Tests on Friday showed tap water contained 160 micrograms of benzene per liter, far in excess the 10 micrograms per liter national limit, according to the city's environmental protection office.
The city government warned citizens not to drink tap water for the next 24 hours. Benzene is a colorless carcinogen used in manufacture of plastics.
Tests on Thursday and Friday found between 118 micrograms to 200 micrograms of benzene per liter, according to Veolia Water, a Sino-French joint venture and the sole water supplier for urban Lanzhou, the provincial capital.
An initial investigation found problems in a 3 km channel which links the plant that preprocesses the water and the plant that supplies water to Lanzhou. Closure of the channel will cut the city's water supply by half, said Tian Hong, head of Lanzhou's water quality monitoring station. Fire engines will be used to carry water to affected areas.

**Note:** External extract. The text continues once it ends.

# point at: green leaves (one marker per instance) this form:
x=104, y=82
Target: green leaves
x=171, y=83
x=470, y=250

The local government is investigating the source of the contamination, and sources with Veolia told Xinhua that they believed that the benzene came from chemical waste, but refused to single out any particular plant. They denied any possibility that the Yellow River, original source of the water, was polluted. Gansu publicity department reaffirmed on Friday afternoon that the Yellow River, which runs through the city, is not contaminated.

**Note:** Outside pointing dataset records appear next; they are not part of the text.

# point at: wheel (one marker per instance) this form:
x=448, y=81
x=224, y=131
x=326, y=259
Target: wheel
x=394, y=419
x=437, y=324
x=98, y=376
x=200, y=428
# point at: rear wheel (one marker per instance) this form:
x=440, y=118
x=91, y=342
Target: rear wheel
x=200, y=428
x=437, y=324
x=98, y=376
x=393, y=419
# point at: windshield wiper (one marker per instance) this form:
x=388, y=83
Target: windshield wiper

Lanzhou residents panicked upon hearing the news, rushing to supermarkets or community grocery stores to stock up on bottled water. At Hualian Supermarket, one of the largest in downtown Lanzhou, many trolleys or baskets full of cases of bottled water were to be seen. Latecomers gathered in front of empty shelves, waiting for resupply.

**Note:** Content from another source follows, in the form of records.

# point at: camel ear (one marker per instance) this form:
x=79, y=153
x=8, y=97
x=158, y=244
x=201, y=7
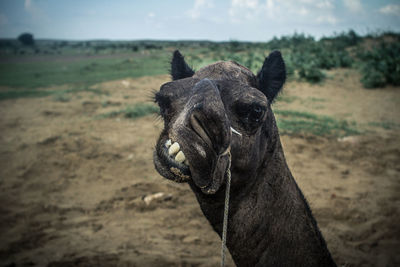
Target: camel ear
x=272, y=75
x=179, y=68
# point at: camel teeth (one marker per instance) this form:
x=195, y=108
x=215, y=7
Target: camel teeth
x=236, y=132
x=180, y=157
x=168, y=143
x=173, y=149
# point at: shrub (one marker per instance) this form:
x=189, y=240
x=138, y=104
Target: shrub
x=26, y=39
x=381, y=65
x=310, y=73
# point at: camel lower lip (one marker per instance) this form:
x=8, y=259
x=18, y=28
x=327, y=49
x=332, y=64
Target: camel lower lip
x=179, y=169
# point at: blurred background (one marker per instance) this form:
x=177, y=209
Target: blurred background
x=78, y=124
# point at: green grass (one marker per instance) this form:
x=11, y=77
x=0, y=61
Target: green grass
x=133, y=111
x=59, y=95
x=294, y=122
x=387, y=125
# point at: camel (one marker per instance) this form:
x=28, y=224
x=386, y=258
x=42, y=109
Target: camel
x=224, y=109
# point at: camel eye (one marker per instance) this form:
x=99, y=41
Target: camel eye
x=163, y=102
x=250, y=114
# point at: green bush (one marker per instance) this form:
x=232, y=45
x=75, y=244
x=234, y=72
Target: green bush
x=310, y=73
x=381, y=65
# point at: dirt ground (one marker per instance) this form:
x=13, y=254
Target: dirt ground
x=75, y=187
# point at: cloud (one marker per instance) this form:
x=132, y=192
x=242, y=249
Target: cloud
x=392, y=9
x=330, y=19
x=353, y=5
x=28, y=4
x=244, y=10
x=3, y=20
x=281, y=11
x=198, y=8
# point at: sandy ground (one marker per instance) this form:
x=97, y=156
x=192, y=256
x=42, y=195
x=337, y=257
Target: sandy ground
x=73, y=185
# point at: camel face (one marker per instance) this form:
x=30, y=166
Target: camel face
x=207, y=114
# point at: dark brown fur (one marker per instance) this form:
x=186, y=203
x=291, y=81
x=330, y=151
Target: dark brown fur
x=270, y=222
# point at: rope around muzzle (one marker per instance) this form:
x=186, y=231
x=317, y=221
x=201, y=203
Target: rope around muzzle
x=226, y=207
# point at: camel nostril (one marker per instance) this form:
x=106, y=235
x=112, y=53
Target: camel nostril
x=199, y=129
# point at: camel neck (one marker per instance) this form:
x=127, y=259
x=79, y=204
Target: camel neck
x=270, y=222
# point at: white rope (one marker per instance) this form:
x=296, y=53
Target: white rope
x=226, y=210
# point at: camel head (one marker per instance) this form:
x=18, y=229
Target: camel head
x=219, y=109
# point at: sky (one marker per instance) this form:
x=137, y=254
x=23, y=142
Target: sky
x=217, y=20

"I had no idea what benzene was, but my family are all scared. My husband called to ask me to buy as much bottled water as I can," a shopper told Xinhua.
This is the second incident of its kind in Lanzhou in two months. On March 6, residents reported a strange odor when they turned on their taps, which was later confirmed to be a high concentration of ammonia, but still within the limits of the national standard.